SFR Accounted For Nearly 45% Of All Rental Households Last Year
Between 2020 and 2021, SFR’s share of rental households grew by 104 basis points.
Single-family rentals account for nearly 45% of all rental households in the US last year, jumping in share by the largest margin since 2014.
Between 2020 and 2021, SFR’s share of rental households grew by 104 basis points, the largest single-year jump since 2014, according to research from Chandan Economics and Arbor. The firms say SFR’s share of rental households is “at a peak,” surpassing its previous high of 44.1% observed in 2017.
“Over the next few years, several trends are likely to put continued upward pressure on single-family housing demand,” they note in a report breaking down the research. “ The maturation of the Millennial and Gen Z cohorts, the effects of work from home on housing consumption preferences, and a growing tendency for seniors to ‘age in place’ are all trends that are likely to increase the market need for single-family housing.”
RCLCO predicts the market will grow by another 2.5 million SFR units over the next decade.
But notably, while SFR is taking up a bigger share of the rental market, the same does not hold for SFRs as a percentage of all single-family homes. Rentals accounted for 19.4% of single-family households in 2021, up from 18.5% in 202, but despite that increase, the share of single-family households renting their homes in 2021 was lower than at any point between 2013 and 2019.
“With evolving household preferences increasingly favoring single-family homes, SFR is well-positioned to build on its status as the country’s largest rental housing asset class. However, even as SFR has matured into a thriving and institutionally viable rental sector, it has not meaningfully shifted the single-family housing balance between rentals and owner-occupied units,” the report notes. “This could change if SFR operators either increase their pace of acquisitions or new construction. However, investment purchasers tend to be more price-sensitive than prospective homebuyers, limiting the amount of supply than can be onboarded through acquisitions.”
The firms also note that even as developers continue to pour into the build-for-rent sector, the SFR share of overall single-family construction is still small at about 5%.
“If all else remains equal, SFR and the single-family housing market as a whole should benefit directly from a supportive mix of demographic and cyclical trends,” Arbor and Chandan analysts say.
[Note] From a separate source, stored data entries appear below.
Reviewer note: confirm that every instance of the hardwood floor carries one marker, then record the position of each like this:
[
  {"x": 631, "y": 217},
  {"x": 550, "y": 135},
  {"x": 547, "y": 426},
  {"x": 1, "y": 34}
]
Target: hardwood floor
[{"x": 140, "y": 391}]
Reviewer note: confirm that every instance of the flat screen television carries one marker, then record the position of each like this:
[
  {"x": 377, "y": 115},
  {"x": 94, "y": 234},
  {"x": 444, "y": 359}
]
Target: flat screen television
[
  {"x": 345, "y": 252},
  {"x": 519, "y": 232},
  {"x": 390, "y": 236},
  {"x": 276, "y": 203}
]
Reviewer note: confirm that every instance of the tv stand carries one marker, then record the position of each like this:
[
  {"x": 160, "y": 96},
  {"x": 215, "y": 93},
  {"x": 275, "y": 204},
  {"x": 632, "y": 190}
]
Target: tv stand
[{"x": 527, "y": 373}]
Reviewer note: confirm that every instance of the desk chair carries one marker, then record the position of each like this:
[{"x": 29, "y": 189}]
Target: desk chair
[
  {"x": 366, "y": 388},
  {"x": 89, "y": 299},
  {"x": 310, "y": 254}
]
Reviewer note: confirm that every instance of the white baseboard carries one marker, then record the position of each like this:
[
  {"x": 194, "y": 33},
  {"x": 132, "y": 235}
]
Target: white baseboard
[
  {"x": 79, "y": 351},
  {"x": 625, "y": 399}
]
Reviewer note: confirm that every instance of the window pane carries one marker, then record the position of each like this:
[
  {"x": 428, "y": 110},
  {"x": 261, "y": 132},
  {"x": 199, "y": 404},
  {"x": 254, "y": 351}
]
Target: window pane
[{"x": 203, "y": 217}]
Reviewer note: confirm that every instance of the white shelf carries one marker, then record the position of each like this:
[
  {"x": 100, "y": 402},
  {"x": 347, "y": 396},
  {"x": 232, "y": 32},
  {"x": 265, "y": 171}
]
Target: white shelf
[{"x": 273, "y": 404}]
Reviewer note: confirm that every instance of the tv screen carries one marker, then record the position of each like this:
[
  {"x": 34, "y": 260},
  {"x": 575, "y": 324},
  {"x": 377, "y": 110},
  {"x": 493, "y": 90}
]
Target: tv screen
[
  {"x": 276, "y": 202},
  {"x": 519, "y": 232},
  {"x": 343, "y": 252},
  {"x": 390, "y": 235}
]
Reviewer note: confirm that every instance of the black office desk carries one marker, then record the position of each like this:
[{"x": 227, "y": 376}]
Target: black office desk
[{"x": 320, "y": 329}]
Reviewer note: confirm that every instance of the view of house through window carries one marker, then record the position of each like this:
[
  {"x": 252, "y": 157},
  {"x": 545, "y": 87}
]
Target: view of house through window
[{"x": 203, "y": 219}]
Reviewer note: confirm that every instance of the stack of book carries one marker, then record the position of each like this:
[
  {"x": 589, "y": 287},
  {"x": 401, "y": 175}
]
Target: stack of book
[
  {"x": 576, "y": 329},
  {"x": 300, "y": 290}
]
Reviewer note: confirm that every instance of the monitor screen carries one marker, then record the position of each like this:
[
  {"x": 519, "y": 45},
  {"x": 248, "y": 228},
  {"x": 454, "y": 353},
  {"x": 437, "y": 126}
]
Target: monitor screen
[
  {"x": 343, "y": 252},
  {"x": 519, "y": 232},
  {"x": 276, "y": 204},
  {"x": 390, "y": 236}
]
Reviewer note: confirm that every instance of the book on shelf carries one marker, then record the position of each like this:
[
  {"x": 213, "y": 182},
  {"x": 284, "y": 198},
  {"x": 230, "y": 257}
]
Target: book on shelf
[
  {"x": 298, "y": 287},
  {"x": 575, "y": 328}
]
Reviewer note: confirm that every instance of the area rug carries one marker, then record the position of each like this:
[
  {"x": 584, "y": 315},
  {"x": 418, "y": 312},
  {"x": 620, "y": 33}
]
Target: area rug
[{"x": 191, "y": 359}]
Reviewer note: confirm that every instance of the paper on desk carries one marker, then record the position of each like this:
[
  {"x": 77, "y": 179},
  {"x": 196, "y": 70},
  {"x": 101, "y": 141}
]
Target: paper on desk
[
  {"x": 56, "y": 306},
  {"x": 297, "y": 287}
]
Current occupiers of SFRs are predicted to stay put as mortgage rates put homeownership increasingly out of reach for many, and that has amped already-hot investor interest in the sector. SFR as an asset class is currently dominated by mom-and-pop investors, with institutional money accounting for just three to four percent of all supply in the United States. But some industry watchers view the sector as a “defensive investment opportunity” in today’s inflationary environment.
“The shortages in existing supply and strong SFR demand trends have raised investor interest in the build-to-rent space of SFR specifically,” said Managing Director Matthew Putterman, who co-leads the SFR team within JLL’s Capital Markets group. “Investors are seeing the sector’s sustained rent growth as a result of the high occupancy and its overall use as a hedge against inflation within their portfolio.”